Can anyone offer any advice, references, tutorials, suggestions? I really want to learn introductory level Assembly language.
To really "get" assembly, you'll need to learn the concepts behind how the system works.
Concepts that you should know (in no particular order, and most likely incomplete), include:
Control Structures - how do we control the flow of our program?
Memory - how is data stored?
Pointers - how do we access memory locations?
Registers - how do we actually perform calculations on values in our program?
Stacks - what do we keep on the stack, how is it arranged, and how do we access it?
After you have a solid understanding of minimally the above topics, it's time to start pulling your hair out experimenting.
You'll also have to pick a target architecture to learn - I'd recommend x86.

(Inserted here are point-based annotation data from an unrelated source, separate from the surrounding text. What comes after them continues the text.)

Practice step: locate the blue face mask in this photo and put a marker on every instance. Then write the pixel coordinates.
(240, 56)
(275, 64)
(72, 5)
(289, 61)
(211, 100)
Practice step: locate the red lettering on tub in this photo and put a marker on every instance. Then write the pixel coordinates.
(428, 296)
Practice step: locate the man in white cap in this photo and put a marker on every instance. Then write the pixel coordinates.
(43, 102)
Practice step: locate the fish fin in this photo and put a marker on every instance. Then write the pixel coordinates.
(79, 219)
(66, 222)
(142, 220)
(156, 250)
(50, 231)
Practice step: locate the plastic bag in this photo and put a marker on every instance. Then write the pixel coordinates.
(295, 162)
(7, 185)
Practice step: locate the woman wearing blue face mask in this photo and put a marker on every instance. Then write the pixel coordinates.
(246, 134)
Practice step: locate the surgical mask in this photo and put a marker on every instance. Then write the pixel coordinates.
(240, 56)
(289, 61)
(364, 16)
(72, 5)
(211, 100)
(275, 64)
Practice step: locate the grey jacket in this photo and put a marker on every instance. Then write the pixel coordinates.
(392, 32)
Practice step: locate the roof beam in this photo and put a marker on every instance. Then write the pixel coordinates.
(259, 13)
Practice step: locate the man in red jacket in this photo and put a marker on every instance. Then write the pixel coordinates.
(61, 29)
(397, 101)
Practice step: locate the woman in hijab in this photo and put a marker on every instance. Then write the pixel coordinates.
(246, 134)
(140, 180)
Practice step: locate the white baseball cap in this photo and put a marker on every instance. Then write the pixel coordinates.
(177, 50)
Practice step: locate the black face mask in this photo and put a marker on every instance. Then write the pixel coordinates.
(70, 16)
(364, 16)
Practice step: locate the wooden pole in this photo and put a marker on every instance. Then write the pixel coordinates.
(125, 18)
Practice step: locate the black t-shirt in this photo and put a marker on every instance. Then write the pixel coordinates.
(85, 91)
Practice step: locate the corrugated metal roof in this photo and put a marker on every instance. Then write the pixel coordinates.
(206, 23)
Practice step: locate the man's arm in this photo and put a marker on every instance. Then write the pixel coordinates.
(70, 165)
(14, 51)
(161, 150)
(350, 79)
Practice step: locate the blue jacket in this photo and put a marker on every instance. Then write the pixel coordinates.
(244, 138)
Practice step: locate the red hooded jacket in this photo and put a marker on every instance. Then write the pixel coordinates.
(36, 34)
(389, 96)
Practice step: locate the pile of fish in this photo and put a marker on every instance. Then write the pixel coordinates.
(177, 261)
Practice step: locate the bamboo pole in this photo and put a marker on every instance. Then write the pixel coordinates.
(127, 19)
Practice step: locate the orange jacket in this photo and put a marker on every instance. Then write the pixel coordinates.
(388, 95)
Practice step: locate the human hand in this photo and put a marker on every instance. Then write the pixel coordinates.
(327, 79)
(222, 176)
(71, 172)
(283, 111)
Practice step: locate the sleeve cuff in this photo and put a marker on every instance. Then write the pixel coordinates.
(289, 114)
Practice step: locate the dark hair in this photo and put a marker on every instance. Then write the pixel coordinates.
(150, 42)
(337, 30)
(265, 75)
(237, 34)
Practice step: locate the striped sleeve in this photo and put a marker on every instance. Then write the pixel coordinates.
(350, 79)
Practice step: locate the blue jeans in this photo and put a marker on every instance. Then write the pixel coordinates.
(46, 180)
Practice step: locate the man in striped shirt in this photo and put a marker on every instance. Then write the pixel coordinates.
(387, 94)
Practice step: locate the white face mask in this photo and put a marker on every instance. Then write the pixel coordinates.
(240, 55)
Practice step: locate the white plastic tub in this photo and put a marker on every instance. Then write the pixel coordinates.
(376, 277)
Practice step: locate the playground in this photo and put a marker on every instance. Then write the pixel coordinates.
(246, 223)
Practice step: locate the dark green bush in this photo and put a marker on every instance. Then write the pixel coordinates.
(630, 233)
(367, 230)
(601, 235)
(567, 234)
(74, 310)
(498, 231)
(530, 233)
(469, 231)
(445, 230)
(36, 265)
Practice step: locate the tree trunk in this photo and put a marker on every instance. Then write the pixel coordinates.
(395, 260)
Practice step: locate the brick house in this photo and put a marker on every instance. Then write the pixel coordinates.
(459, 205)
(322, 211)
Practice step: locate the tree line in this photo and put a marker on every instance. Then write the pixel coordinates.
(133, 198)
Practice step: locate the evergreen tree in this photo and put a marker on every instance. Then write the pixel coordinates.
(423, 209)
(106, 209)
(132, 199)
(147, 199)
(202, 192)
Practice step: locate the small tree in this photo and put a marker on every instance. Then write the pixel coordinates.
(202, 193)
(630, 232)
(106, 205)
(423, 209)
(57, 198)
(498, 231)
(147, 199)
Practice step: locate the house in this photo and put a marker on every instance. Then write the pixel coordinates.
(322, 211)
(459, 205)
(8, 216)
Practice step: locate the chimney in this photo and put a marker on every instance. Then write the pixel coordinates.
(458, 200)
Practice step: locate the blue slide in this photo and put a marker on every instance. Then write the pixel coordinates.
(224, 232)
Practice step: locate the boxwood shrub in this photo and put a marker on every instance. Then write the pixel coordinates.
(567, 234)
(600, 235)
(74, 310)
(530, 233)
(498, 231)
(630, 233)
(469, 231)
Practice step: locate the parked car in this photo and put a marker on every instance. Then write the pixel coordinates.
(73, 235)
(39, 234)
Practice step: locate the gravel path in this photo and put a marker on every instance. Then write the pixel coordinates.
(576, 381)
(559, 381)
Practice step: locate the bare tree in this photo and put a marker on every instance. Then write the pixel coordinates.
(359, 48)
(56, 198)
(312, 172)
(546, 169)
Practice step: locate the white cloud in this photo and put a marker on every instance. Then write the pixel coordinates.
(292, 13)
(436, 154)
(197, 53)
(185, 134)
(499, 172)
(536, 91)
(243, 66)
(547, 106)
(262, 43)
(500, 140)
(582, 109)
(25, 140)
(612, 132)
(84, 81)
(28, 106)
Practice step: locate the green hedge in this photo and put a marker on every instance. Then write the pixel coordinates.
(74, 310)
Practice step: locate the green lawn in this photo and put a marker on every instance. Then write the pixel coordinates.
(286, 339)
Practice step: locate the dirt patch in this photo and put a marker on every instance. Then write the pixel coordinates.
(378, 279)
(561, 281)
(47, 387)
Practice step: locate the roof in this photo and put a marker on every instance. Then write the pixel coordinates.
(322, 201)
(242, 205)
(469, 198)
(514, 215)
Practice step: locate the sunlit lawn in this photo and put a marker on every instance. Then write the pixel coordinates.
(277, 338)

Most programming languages make the "Hello world!" project as their starting project, however Assembly is an exception. To print "Hello world!" to the screen you need to know about registers, segment addressing, interrupts. Also basic instructions for assigning values to registers. In other words, a lot of work before actually printing something.
Actually, what you do and what you don't need to know pretty much depends on what system you're working on. E.g. on our uni we worked with microcontrollers with displays that I believe were memory mapped.
I think hello world is actually pretty easy in most situations - all you need to know is how to declare a string, how to set up the string output system call, and how to terminate a program. Although yes, it includes assigning values to registers.
As a general advice: choose your platform, as Luc Lieber rightfully said.
Assembly is the language of the CPU, and each CPU architecture (sparc, mips, ppc, arm, x86, itanium, various microcontrollers) is completely different, only a few very generic architectural concepts are common.
Even within a given architecture, there may be major different options (16-bit realmode vs. 32-bit protmode vs x86_64, for example) and additional commands available (x86 just keeps rolling out those SSEs).
Besides the platform, choose the environment. You could be writing
* a freestanding program (bootloader/OS kernel), which has to do everything by directly accessing the hardware.
* kernel mode OS drivers or driver components, in which case you can access internal functions of the OS kernel to interact with it
* a usermode application that relies on the normal OS system calls to access hardware
* a module that is a part of a C or some other higher language project, in which case the C (or other language) standard library as well as all the other libraries linked with the project, are avaiable: you can printf() straight from assembly.
As a linux fan, I think linux assembly is pretty easy, and you can enjoy the convenience of all of its POSIX-style system calls without even linking the C library.
@BHXSpecter: you need to link against the C runtime so that there is something that calls your _main, and you need to link against the C library so that there is a _printf for you to call... on second thought, gcc's linker should have done that for you. Just rename _main to main and _printf to printf.
On Linux, it's easy to skip the whole C business and have an assembly-only program.